K-ballo changed the topic of #ste||ar to: STE||AR: Systems Technology, Emergent Parallelism, and Algorithm Research | stellar.cct.lsu.edu | HPX: A cure for performance impaired parallel applications | github.com/STEllAR-GROUP/hpx | Buildbot: http://rostam.cct.lsu.edu/ | Log: http://irclog.cct.lsu.edu/
K-ballo has quit [Quit: K-ballo]
diehlpk_work has quit [Remote host closed the connection]
hkaiser has quit [Quit: bye]
<gnikunj[m]> ms: yt?
<gnikunj[m]> ms: when you see this msg, look into: https://gist.github.com/NK-Nikunj/a47d9555360b347a574e4dced9aed5a4
<gnikunj[m]> turns out the above code segfaults sometimes while working nicely other times.
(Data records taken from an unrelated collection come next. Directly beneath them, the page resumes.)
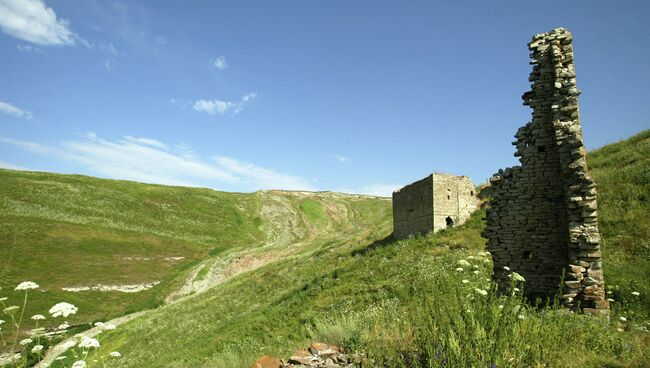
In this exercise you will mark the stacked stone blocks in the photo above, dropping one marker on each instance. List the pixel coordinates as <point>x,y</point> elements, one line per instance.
<point>542,221</point>
<point>433,203</point>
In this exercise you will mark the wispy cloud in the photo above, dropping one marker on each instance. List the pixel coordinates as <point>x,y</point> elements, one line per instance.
<point>151,161</point>
<point>27,146</point>
<point>109,65</point>
<point>7,165</point>
<point>220,63</point>
<point>221,107</point>
<point>30,48</point>
<point>10,109</point>
<point>340,158</point>
<point>35,22</point>
<point>378,190</point>
<point>146,141</point>
<point>259,177</point>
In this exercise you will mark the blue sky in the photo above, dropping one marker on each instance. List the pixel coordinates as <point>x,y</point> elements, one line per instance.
<point>357,96</point>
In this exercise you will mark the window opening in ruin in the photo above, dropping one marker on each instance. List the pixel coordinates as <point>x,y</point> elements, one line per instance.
<point>449,221</point>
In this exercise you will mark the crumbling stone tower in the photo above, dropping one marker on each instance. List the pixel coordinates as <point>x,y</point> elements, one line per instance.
<point>542,219</point>
<point>433,203</point>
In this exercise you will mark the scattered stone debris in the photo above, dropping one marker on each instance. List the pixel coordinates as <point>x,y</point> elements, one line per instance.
<point>434,203</point>
<point>543,214</point>
<point>133,288</point>
<point>317,355</point>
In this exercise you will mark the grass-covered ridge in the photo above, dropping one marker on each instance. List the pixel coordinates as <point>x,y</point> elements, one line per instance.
<point>325,268</point>
<point>67,231</point>
<point>406,304</point>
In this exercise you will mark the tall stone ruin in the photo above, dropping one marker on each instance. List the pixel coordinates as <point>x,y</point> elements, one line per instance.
<point>433,203</point>
<point>542,221</point>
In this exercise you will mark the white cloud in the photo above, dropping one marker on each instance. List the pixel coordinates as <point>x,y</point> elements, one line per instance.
<point>378,190</point>
<point>340,158</point>
<point>33,21</point>
<point>146,141</point>
<point>27,146</point>
<point>220,63</point>
<point>6,165</point>
<point>30,48</point>
<point>151,161</point>
<point>109,65</point>
<point>10,109</point>
<point>259,177</point>
<point>214,107</point>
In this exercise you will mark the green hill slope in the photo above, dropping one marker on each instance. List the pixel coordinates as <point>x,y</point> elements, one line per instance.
<point>75,232</point>
<point>322,266</point>
<point>407,303</point>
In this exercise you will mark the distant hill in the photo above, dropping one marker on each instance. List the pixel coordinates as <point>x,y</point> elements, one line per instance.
<point>78,232</point>
<point>299,266</point>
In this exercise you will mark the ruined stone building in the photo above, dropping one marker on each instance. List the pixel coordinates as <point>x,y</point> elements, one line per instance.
<point>433,203</point>
<point>542,221</point>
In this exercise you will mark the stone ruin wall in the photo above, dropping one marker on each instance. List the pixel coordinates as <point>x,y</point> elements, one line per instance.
<point>413,208</point>
<point>425,205</point>
<point>454,197</point>
<point>542,221</point>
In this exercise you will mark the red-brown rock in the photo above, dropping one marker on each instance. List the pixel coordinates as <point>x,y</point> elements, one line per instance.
<point>267,362</point>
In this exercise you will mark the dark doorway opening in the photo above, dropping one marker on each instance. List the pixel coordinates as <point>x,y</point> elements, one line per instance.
<point>449,221</point>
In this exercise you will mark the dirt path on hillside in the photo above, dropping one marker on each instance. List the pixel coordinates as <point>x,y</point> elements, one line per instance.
<point>287,232</point>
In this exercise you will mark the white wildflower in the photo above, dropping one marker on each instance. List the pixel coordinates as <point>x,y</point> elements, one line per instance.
<point>68,344</point>
<point>517,277</point>
<point>10,309</point>
<point>26,285</point>
<point>88,343</point>
<point>464,263</point>
<point>481,291</point>
<point>63,309</point>
<point>37,349</point>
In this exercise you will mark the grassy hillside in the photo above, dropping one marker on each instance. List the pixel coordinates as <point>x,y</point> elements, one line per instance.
<point>622,172</point>
<point>67,231</point>
<point>405,303</point>
<point>328,270</point>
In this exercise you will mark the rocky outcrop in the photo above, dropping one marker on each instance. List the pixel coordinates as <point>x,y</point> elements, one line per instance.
<point>317,355</point>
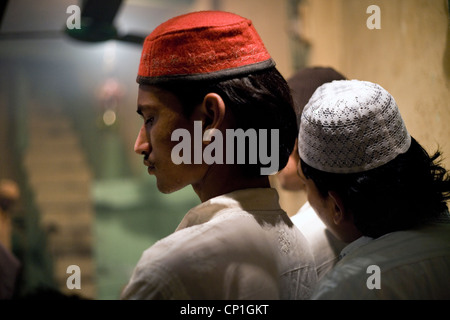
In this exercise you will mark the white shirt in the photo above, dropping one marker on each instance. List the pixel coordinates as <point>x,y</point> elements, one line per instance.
<point>413,264</point>
<point>241,245</point>
<point>324,245</point>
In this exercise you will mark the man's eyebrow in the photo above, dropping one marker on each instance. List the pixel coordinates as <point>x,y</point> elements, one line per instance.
<point>139,110</point>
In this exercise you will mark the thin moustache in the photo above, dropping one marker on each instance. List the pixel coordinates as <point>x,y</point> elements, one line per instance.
<point>149,163</point>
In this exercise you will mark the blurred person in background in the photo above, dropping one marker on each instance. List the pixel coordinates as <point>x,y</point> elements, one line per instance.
<point>10,266</point>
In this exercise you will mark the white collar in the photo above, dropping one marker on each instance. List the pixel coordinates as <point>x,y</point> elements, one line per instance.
<point>363,240</point>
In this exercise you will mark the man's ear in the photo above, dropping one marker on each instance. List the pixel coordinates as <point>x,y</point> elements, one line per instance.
<point>339,212</point>
<point>213,110</point>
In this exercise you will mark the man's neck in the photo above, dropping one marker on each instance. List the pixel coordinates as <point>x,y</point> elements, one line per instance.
<point>222,179</point>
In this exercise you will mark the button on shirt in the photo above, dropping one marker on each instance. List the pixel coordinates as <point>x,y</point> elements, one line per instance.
<point>412,264</point>
<point>324,245</point>
<point>240,245</point>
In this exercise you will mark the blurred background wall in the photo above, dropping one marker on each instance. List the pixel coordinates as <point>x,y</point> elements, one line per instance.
<point>68,120</point>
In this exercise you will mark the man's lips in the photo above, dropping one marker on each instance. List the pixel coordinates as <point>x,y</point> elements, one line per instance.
<point>149,164</point>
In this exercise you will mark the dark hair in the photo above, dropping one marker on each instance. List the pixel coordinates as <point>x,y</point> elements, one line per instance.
<point>402,194</point>
<point>261,100</point>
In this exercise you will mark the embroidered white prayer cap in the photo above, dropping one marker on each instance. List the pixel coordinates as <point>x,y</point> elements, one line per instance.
<point>351,126</point>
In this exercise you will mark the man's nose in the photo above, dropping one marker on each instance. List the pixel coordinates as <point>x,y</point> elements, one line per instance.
<point>142,146</point>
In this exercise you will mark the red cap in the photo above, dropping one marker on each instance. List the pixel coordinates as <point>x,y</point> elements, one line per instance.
<point>202,45</point>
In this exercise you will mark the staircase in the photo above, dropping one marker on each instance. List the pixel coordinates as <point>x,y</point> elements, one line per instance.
<point>61,179</point>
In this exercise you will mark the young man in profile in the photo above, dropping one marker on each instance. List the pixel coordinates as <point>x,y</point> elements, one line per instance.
<point>210,72</point>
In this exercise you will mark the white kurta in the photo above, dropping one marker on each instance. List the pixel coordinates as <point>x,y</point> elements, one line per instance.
<point>413,264</point>
<point>241,245</point>
<point>324,245</point>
Do you know what could cause it? On further inspection, it came out to be coming from https://github.com/STEllAR-GROUP/hpx/blob/master/libs/parallelism/futures/include/hpx/futures/detail/future_data.hpp#L124
<gnikunj[m]> so it's because of trying to access a shared state that doesn't exist anymore
<gnikunj[m]> as of now, I could only reproduce this error on rostam (any compiler) but couldn't reproduce the same on my laptop, so things may vary for you too
<gnikunj[m]> also, it is coming from within HPX backend in Kokkos on line: https://github.com/kokkos/kokkos/blob/4b97a22ff7be7635116930bb97173058d6079202/core/src/Kokkos_HPX.hpp#L223
<ms[m]> gnikunj: interesting... your code looks sane, but it's a good test if that indeed does fail every now and then
<ms[m]> the line in the backend that you say segfaults is definitely an odd place for it to segfault :/
<ms[m]> I'll try to find some time to reproduce it
<ms[m]> release or debug?
<gnikunj[m]> both
<ms[m]> 👍️
<ms[m]> fails pretty quickly or does it usually take a long time?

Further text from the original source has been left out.